Indonesia’s president has said the country will not face sanctions from football’s world governing body after the firing of tear gas inside a half-locked stadium caused a crush at the exits, killing 131 people, including 17 children.
Joko Widodo said Fifa president Gianni Infantino wrote in a letter to him about potential collaborations between Indonesia and Fifa, adding that the country will remain the host of next year’s U20 World Cup involving 24 countries from five continents.
“Based on the letter, thank God, Indonesian football is not sanctioned by Fifa,” Mr Widodo said in a video posted on the presidential office’s YouTube channel.
In its security protocols, Fifa advises against the use of tear gas in or around stadiums and recommends exit gates be unlocked at all times during a game.
While those rules are considered a safety standard, they do not apply to domestic or national leagues and Fifa has no authority over how local governments and police control crowds.
Mr Widodo toured the Kanjuruhan stadium in Malang city on Wednesday and said several locked gates had contributed to the disaster that followed a league game between host Arema FC and Persebaya Surabaya on October 1.
The national police chief on Thursday said the stadium did not have a proper operating certificate and criminal charges would be brought against six people, including three police officers.

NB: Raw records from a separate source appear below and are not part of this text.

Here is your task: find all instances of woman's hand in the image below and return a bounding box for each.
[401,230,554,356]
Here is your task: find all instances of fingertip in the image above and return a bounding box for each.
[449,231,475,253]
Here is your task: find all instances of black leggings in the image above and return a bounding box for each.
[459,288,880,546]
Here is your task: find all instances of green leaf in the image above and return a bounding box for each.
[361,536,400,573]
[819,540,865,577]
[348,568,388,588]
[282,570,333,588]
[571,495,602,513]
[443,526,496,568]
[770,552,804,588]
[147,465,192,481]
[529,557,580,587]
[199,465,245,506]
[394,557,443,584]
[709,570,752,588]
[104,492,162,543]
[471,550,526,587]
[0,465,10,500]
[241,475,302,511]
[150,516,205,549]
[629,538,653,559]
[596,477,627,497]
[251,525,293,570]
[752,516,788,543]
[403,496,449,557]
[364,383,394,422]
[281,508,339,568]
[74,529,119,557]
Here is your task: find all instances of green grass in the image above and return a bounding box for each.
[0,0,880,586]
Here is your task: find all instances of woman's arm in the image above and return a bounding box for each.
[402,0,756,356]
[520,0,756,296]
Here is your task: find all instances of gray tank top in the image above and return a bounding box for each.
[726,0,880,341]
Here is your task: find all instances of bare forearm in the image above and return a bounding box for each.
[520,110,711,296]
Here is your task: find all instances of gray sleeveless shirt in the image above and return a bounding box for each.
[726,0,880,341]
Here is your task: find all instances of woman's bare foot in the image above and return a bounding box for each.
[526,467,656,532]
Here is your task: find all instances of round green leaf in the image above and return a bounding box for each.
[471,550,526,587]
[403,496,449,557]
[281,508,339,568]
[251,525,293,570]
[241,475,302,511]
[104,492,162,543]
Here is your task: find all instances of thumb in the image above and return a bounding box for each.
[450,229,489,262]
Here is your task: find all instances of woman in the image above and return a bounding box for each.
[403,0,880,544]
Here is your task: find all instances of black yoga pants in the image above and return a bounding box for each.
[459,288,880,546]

Indonesia’s national football association, PSSI, has long struggled to manage the game domestically.
Gaining the right to host next year’s Under20 World Cup was a major milestone, raising hopes that a successful tournament would turn around longstanding problems that have blighted the sport in the nation, home to more than 277 million people.
The deadly crush is a tragic reminder that Indonesia is one of the most dangerous countries in which to attend a game.

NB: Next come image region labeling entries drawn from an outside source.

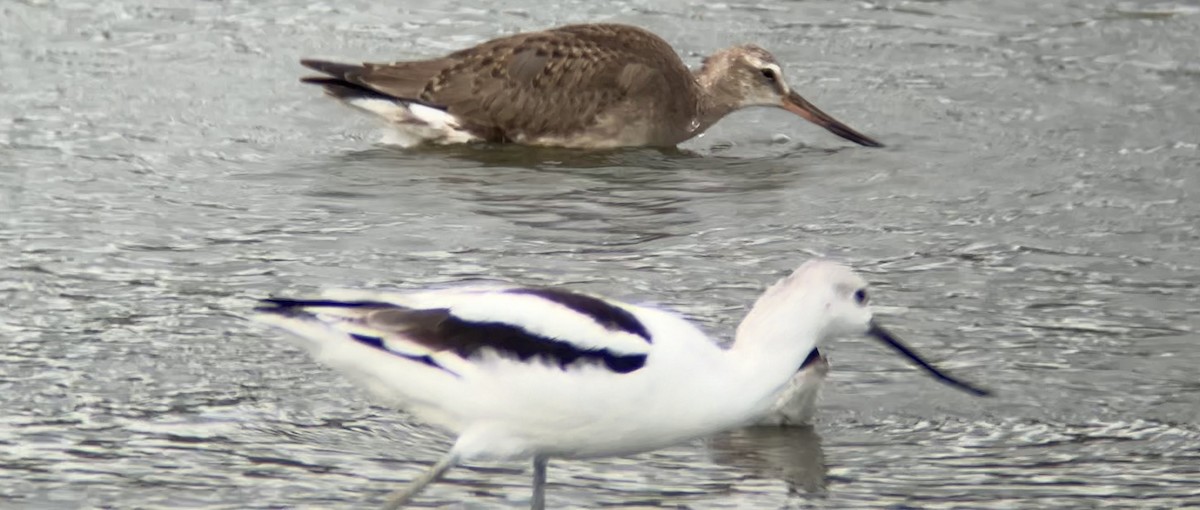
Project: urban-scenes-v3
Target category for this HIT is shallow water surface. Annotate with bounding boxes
[0,0,1200,509]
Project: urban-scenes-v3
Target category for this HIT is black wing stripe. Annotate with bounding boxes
[367,307,646,373]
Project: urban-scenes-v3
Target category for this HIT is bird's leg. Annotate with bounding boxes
[529,455,550,510]
[383,450,458,510]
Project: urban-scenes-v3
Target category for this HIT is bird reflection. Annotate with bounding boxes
[707,426,828,494]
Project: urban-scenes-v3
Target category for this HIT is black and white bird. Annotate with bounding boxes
[258,260,988,509]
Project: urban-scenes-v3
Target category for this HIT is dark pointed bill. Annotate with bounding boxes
[784,90,883,146]
[866,320,991,397]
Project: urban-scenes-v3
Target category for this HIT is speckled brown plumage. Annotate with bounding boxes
[301,24,874,146]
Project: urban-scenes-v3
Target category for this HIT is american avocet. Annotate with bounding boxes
[258,260,988,509]
[300,24,882,148]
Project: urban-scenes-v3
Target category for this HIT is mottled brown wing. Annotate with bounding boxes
[355,25,690,142]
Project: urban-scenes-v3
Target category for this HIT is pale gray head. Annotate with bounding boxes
[763,259,990,396]
[700,44,883,146]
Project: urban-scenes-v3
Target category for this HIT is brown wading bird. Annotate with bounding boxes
[300,24,883,149]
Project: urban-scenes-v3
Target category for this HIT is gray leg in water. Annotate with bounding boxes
[383,450,458,510]
[529,455,550,510]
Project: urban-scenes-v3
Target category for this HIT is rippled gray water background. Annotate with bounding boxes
[0,0,1200,509]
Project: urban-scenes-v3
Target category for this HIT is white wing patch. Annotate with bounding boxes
[343,97,481,146]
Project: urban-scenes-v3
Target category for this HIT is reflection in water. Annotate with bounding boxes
[706,426,828,494]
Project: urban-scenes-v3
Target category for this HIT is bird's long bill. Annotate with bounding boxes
[866,322,991,397]
[784,90,883,146]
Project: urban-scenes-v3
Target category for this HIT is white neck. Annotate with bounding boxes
[686,288,824,427]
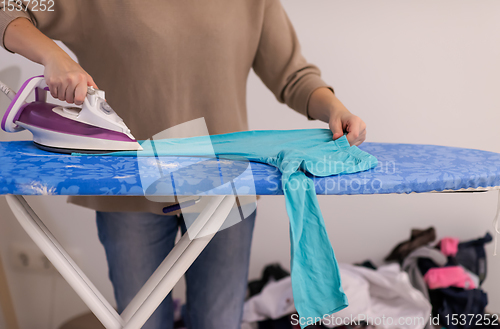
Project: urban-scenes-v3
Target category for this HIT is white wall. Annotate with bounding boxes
[0,0,500,329]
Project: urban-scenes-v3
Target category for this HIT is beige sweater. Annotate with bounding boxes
[0,0,327,213]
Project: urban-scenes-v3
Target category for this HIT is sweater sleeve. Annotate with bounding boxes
[0,0,33,52]
[253,0,333,119]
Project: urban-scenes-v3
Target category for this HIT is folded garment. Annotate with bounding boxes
[88,129,377,326]
[424,266,476,289]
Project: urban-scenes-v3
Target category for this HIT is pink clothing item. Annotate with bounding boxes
[424,266,476,289]
[439,238,459,256]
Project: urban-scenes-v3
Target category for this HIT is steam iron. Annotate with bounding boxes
[0,76,142,154]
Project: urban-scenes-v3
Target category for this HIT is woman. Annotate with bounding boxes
[0,0,366,329]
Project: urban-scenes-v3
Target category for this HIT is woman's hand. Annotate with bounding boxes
[4,18,97,105]
[43,52,98,105]
[308,87,366,146]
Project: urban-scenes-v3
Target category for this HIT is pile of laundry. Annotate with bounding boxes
[242,227,500,329]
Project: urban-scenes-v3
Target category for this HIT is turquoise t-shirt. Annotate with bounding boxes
[95,129,377,327]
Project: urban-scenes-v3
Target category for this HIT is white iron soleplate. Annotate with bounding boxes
[16,121,143,152]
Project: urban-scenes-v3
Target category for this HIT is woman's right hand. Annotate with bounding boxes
[44,52,98,105]
[4,18,97,105]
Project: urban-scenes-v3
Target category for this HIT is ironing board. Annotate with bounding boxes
[0,141,500,329]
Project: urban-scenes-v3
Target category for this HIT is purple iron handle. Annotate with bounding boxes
[2,75,49,133]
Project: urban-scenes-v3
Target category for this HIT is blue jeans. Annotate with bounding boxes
[96,209,256,329]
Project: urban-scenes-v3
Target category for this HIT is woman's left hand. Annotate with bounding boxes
[308,87,366,146]
[328,105,366,146]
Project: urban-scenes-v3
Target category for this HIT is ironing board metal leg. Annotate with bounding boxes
[121,196,225,322]
[6,195,123,329]
[122,195,236,329]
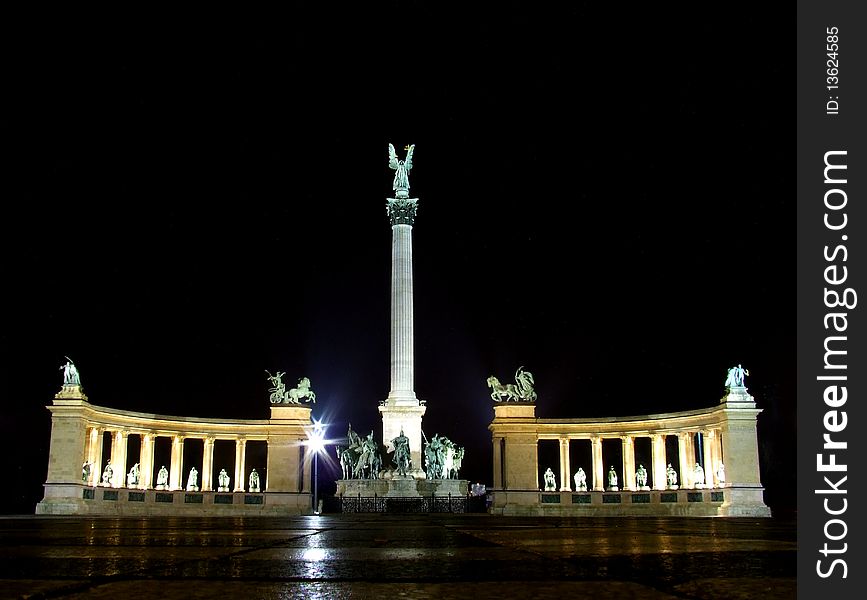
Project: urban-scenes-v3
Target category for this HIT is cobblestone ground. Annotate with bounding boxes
[0,515,796,600]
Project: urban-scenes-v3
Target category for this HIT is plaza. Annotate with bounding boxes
[0,514,796,600]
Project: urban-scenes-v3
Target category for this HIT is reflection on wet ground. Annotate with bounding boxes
[0,515,796,600]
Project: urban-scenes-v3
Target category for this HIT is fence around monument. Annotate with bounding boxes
[323,494,487,514]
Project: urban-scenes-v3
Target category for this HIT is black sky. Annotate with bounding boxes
[0,2,796,512]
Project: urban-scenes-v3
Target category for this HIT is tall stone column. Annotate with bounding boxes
[560,438,572,492]
[87,427,102,485]
[111,431,129,487]
[234,438,247,492]
[677,431,692,488]
[169,435,184,490]
[650,434,667,490]
[379,192,425,477]
[202,436,214,492]
[701,429,716,487]
[139,433,155,490]
[620,435,637,490]
[494,436,504,490]
[590,435,605,492]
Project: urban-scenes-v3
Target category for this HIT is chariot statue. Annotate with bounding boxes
[265,370,316,404]
[488,367,537,402]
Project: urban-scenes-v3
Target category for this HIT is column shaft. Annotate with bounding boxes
[677,432,692,488]
[620,435,636,490]
[169,435,184,490]
[590,436,605,491]
[650,434,666,490]
[494,437,505,490]
[701,429,716,487]
[139,433,155,490]
[202,437,214,492]
[389,224,417,404]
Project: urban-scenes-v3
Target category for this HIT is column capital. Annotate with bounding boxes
[385,198,418,227]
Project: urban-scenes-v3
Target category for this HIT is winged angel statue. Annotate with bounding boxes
[388,144,415,198]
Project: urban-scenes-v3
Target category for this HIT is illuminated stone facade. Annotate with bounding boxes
[36,385,312,515]
[488,387,771,517]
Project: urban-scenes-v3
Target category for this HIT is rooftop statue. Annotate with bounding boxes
[60,356,81,385]
[488,367,537,402]
[265,369,316,404]
[388,144,415,198]
[725,365,750,388]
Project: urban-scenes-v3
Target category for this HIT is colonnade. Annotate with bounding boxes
[548,428,724,492]
[85,425,267,492]
[36,385,313,514]
[488,387,770,516]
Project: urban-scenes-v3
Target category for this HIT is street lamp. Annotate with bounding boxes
[307,420,325,515]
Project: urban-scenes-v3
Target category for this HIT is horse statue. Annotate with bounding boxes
[515,367,537,402]
[334,446,358,479]
[488,375,519,402]
[287,377,316,404]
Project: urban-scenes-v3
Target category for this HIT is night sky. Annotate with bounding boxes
[0,2,796,513]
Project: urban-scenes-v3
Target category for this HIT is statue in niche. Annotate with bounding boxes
[187,467,199,492]
[574,467,587,492]
[60,356,81,385]
[692,463,704,489]
[126,463,139,487]
[250,469,259,492]
[608,465,620,492]
[156,465,169,490]
[716,463,726,487]
[725,365,750,388]
[388,144,415,198]
[665,463,677,490]
[392,428,412,477]
[544,467,557,492]
[635,464,648,490]
[487,367,537,402]
[217,469,231,492]
[102,461,114,486]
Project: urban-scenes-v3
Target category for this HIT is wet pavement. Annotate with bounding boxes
[0,515,796,600]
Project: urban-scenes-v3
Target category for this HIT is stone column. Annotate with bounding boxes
[711,429,725,487]
[169,435,184,490]
[301,447,313,494]
[494,437,505,490]
[87,427,103,485]
[111,431,129,487]
[650,433,667,490]
[379,197,426,478]
[590,435,605,491]
[701,429,716,487]
[620,435,636,490]
[202,435,214,492]
[560,438,572,492]
[234,438,247,492]
[139,432,156,490]
[677,431,692,488]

Since last week, the domestic league has been suspended. Mr Widodo has ordered the sports minister, the national police chief and the football federation to conduct a thorough investigation into the crush.
He said on Friday that the Indonesian government had agreed to take collaborative measures with Fifa and the Asian Football Confederation to improve stadium safety to prevent another tragedy.

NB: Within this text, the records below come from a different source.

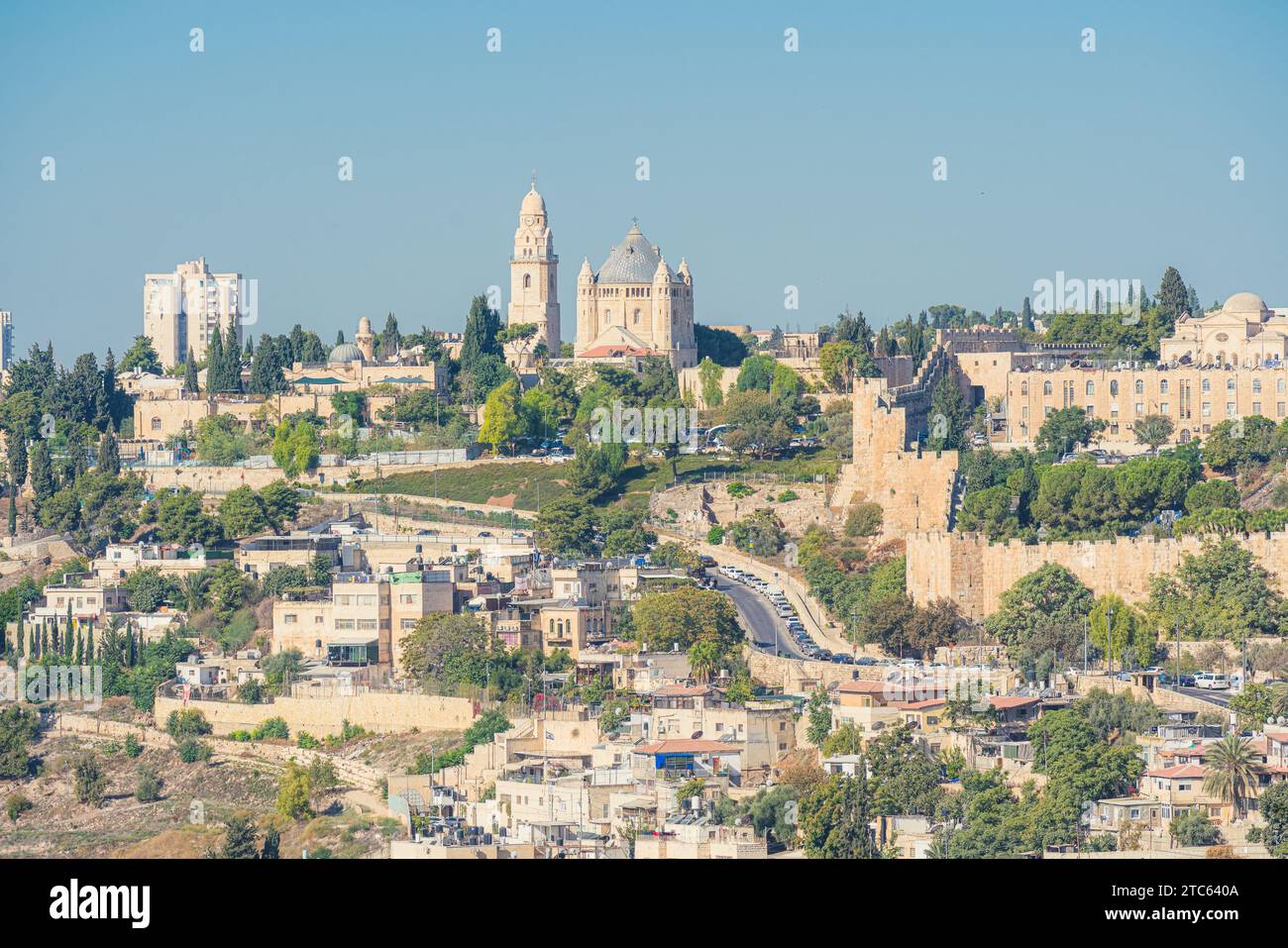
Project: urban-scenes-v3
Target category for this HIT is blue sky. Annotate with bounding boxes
[0,0,1288,361]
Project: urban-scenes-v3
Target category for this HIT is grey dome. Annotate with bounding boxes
[595,224,662,283]
[326,343,364,366]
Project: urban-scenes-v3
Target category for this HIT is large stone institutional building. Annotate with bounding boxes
[943,292,1288,447]
[143,257,249,369]
[575,220,698,370]
[506,183,698,370]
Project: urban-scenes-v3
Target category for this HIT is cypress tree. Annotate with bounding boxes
[30,441,55,511]
[183,345,198,395]
[224,323,241,391]
[98,428,121,476]
[206,330,226,395]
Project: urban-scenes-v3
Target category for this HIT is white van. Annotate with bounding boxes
[1194,671,1231,691]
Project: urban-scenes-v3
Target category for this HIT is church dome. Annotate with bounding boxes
[1221,292,1266,319]
[327,343,364,366]
[595,223,662,283]
[519,185,546,216]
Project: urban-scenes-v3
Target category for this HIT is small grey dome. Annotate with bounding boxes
[327,343,364,366]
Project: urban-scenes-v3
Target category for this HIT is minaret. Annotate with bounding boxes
[505,174,562,358]
[353,317,376,364]
[576,258,599,353]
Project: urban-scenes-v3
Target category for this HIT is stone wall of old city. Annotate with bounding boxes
[907,531,1288,619]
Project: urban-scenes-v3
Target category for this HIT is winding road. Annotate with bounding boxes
[707,570,805,658]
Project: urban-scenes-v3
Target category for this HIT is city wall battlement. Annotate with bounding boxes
[907,531,1288,619]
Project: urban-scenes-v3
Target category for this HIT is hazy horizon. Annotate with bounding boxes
[0,1,1288,362]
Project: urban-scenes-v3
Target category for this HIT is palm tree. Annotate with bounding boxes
[1203,734,1258,819]
[1270,682,1288,717]
[690,639,720,682]
[179,572,210,612]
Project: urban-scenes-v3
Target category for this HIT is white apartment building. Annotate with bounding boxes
[143,257,253,369]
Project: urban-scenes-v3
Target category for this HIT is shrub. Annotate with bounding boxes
[164,707,213,743]
[134,765,161,803]
[4,790,31,823]
[254,717,291,741]
[237,682,265,704]
[1167,810,1221,846]
[179,737,210,764]
[845,502,883,537]
[72,754,107,806]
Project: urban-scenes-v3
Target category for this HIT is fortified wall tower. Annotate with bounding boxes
[832,345,957,539]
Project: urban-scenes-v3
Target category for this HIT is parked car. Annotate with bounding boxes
[1194,671,1231,691]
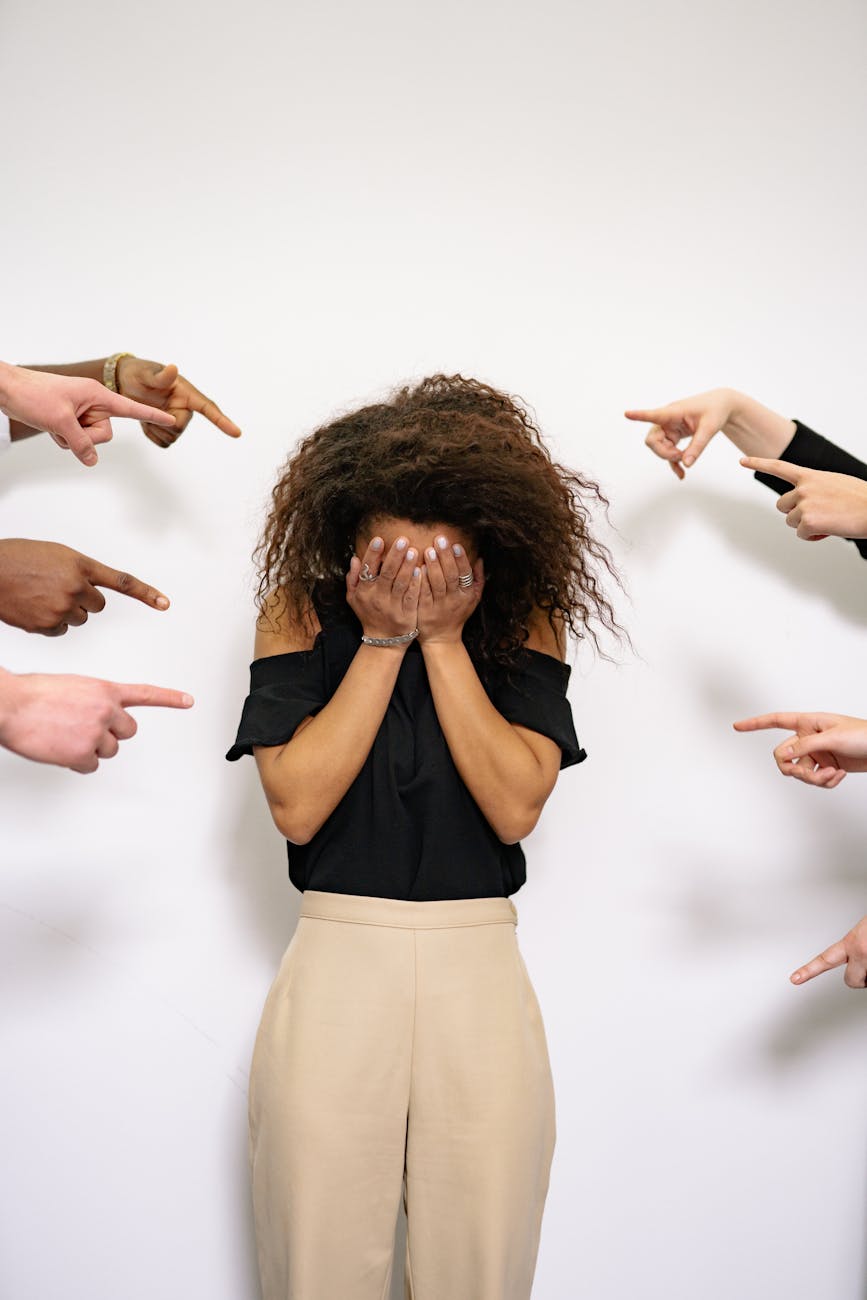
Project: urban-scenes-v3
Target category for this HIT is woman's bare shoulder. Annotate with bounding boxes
[524,607,565,660]
[253,592,321,659]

“Fifa, together with the government, will set a transformation team for Indonesian football,” Mr Widodo said, adding that Mr Infantino would visit Indonesia in the near future.
He said Fifa will oversee processes to improve safety standards at stadiums across the country, formulate security procedures and protocols for police based on international standards, take feedback from Indonesian clubs and fans, regulate the season calendar and involve experts from various fields for advice.